On December 22, 2021, Governor Kathy Hochul signed a package of legislation focused on improving New York’s response to the continued threat of the COVID-19 pandemic. While much of the legislation was targeted at getting New Yorkers vaccinated, one of the most crucial aspects of the bill makes the falsification of COVID-19 vaccination records a crime (NY Penal Law §170.05).

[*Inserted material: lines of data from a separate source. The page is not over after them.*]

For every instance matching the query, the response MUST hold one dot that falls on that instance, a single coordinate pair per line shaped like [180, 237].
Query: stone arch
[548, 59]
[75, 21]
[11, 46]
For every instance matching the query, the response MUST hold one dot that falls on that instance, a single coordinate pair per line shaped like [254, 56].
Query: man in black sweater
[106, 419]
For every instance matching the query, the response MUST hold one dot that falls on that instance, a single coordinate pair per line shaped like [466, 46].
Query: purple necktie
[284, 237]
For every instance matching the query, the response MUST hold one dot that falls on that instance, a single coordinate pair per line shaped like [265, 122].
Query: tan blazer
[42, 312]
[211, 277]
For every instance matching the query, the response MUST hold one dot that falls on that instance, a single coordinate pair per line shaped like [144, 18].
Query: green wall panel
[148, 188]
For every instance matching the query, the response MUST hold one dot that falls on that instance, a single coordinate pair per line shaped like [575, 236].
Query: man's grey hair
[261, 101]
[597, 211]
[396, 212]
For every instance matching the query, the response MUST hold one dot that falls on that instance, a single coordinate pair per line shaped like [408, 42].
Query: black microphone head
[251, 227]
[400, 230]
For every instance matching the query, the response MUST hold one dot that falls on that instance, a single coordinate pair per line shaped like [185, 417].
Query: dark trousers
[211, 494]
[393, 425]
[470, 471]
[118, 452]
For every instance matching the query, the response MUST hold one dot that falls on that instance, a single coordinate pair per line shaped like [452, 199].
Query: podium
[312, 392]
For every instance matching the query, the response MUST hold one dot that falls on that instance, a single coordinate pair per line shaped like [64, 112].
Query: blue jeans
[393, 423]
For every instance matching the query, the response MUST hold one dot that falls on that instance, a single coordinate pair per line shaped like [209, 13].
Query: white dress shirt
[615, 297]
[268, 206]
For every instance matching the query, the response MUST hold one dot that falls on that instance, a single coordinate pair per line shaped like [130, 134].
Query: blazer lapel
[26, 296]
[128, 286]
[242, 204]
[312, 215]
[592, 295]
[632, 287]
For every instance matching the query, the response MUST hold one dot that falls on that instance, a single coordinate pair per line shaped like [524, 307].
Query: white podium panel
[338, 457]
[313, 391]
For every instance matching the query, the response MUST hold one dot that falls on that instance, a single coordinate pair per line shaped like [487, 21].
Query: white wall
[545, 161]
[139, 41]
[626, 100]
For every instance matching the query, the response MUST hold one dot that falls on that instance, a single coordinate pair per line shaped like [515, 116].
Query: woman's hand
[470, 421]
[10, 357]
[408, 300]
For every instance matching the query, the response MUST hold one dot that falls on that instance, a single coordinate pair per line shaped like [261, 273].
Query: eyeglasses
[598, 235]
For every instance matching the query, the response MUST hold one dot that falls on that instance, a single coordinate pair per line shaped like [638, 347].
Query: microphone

With the reports of record sales for fake vaccine cards among many high-profile athletes, medical professionals, and NYPD officers, it is no surprise that authorities would hurry to address this ever-growing crisis. However, as these crimes have continued to spread around the state, many New Yorkers are curious as to how this new legislation will help businesses and the general public stay safe amid the growing number of COVID cases across the state due to the Omicron variant.

So what punishments are being leveraged against those who do choose to misrepresent their vaccination history?

Effective immediately, the forgery or falsification of any COVID-19 vaccination cards is now considered a class A misdemeanor. For the sake of the forgery statute, a COVID vaccination card is considered to be a written instrument, which is a crime punishable by up to 1 year in jail or potentially 3 years of probation. Even if you were not the one to physically make or tamper with the card, carrying a written instrument that you know contains false information and presenting it in public can still make you liable for Criminal Possession of a Forged Instrument. Things only begin to compound if you choose to present it to a government agency or an employer database so you can get back to work or obtain an Excelsior Pass. If this situation were to occur, you will have also committed Falsifying of Business Records and Offering a False Instrument for Filing.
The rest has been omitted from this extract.